Eine faschingsmäßige Leistungsschau in Untermühlhausen
Es war wieder eine große Leistungsschau vieler Landjugenden, Faschingsvereine, Hütten und Bauwagen beiderseits des Lechs - und natürlich auch der auf Hochglanz polierten Landtechnik, die die Wagen zieht. Was da von schätzungsweise 2000 Mitwirkenden vor noch mehr Publikum aufgeführt wurde, war fast durchgehend absolut professionell.

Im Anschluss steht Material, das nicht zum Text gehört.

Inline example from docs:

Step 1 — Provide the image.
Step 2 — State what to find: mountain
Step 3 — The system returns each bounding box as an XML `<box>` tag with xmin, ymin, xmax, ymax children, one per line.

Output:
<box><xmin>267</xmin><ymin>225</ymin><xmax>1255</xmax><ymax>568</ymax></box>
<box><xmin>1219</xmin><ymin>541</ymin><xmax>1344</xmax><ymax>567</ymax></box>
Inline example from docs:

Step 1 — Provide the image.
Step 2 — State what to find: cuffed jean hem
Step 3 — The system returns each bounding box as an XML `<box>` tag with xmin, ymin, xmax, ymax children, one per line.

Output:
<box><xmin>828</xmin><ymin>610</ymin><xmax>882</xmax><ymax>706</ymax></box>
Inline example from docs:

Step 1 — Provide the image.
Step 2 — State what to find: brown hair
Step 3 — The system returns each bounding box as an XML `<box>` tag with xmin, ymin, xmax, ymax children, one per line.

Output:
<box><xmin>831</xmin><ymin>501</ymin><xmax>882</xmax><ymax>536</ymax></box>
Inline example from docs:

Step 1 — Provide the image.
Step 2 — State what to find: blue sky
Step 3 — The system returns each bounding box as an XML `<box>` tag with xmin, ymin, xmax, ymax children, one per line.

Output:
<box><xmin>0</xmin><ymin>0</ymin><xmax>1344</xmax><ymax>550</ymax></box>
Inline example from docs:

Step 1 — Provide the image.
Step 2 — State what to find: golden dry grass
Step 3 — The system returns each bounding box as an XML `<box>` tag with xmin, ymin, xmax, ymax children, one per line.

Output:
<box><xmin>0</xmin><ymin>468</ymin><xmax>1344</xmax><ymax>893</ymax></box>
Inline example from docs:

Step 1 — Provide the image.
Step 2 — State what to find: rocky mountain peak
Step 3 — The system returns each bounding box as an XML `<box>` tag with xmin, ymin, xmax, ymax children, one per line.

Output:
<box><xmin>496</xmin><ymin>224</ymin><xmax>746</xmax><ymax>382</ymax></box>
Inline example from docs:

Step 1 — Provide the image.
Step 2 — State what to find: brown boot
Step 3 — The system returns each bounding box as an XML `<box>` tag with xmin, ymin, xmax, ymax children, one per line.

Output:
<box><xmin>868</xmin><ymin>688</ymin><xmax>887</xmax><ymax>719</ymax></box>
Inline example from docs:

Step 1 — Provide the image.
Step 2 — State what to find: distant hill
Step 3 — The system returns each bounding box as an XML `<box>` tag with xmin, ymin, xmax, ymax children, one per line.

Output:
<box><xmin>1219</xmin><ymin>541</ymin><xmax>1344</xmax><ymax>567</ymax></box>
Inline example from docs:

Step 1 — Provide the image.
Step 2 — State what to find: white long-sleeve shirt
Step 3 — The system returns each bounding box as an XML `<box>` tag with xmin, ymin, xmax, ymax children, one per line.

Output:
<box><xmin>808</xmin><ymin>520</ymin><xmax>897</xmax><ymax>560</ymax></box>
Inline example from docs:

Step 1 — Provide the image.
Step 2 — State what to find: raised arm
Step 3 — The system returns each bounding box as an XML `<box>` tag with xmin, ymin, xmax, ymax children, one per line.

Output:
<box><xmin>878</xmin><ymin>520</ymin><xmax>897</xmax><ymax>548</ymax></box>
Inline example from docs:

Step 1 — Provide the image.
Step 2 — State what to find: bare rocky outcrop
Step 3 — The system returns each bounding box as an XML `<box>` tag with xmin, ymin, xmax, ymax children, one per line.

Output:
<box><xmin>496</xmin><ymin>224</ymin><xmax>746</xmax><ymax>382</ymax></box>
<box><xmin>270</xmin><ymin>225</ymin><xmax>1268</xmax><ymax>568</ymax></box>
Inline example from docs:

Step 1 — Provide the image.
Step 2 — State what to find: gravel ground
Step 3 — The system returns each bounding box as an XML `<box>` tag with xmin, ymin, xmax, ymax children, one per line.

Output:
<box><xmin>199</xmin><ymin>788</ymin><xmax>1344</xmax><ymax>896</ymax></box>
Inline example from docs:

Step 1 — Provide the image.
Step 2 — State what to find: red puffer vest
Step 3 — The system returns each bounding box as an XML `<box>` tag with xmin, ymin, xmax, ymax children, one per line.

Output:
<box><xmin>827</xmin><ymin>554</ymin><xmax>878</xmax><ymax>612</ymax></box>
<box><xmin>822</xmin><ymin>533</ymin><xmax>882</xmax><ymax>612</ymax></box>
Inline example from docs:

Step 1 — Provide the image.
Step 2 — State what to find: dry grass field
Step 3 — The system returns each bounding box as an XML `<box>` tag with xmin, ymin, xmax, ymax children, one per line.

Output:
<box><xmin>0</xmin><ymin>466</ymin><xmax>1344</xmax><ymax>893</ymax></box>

Die Motive auf den Wagen - über Party und Alkohol hinaus - waren zwar häufig aus dem Hollywood- und Disney-Fundus altbekannt und fuhren teilweise doppelt mit, waren aber immer eine Schau. Fahr- und Flugzeuge hatten es vielen anderen Gruppen angetan. Die Faschingsfreunde aus Igling ließen auf ihrem Monopoly-Wagen eine rauchende Lokomotive mitfahren, die Feuerwehr in Pestenacker hatte als Bergwacht einen Hubschrauber mit drehendem Rotorblättern auf dem Dach des Bulldogs in Betrieb. Die Burchinger Landjugend hatte sich nicht nur mit Rennanzügen ausstaffiert, sondern auch einen Formel-1-Wagen aufgeladen.
Fasching in Untermühlhausen: Schneller, weiter, höher
Die Eglinger Landjugend setzte aber mit einem Airport, zahlreichen schneidigen Flugkapitänen und anmutigen Stewardessen in chicen Uniformen noch eins drauf. „Wir stürzen ab“ lautete bei den Eglingern das vielsagende Motto - in diesem Fasching gleich bei fünf Umzügen. Einige Nummern bescheidener, was die PS, aber nicht die Optik betrifft, kam der Schöffeldinger Burschenverein im Gespann mit seinem Unterfinninger Pendant mit einem riesigen Bobbycar zum Umzug - verbunden mit dem Hinweis auf das legendäre Bobbycar-Rennen in Schöffelding, was zeigt, das auf den ansonsten meist recht still wirkenden Dörfern nicht nur im Fasching was los ist.

Die satirische Auseinandersetzung mit Politik und Zeitgeist fiel auch dieses Jahr sehr dezent aus. Immerhin grenzten sich die Bobbycar-Fahrer von den Airport-Betreibern mit dem Hinweis „absolut CO2-frei“ ab. Ein Piratenschiff mit Fischnetzen und zwei riesigen schwarz-gold-roten Flaggen am Heck der Meringer „Abbruch-Piraten“ sollte versinnbildlichen, wie das Land im Netz der Bürokratie gefangen ist.
In Hattenhofen wird nicht nur der Fasching knallhart gefeiert
Aber, worum geht es, vor allem wenn man jung ist? „Ob Affe, Pferd oder Pirat, wir feiern Fasching knallhart“ wurde etwas holprig auf dem Hattenhofener Pippi-Langstrumpf-Wagen gereimt. Nach gut zwei Stunden ging es, was das Feiern betrifft, dann erst noch wild weiter im Festzelt. Da wurde es dann hoffentlich auch denen wieder etwas wärmer, denen zuvor ein eisiger Wind ums Kostüm gepfiffen hatte und deren Finger vom Halten der Bierflaschen klamm geworden waren.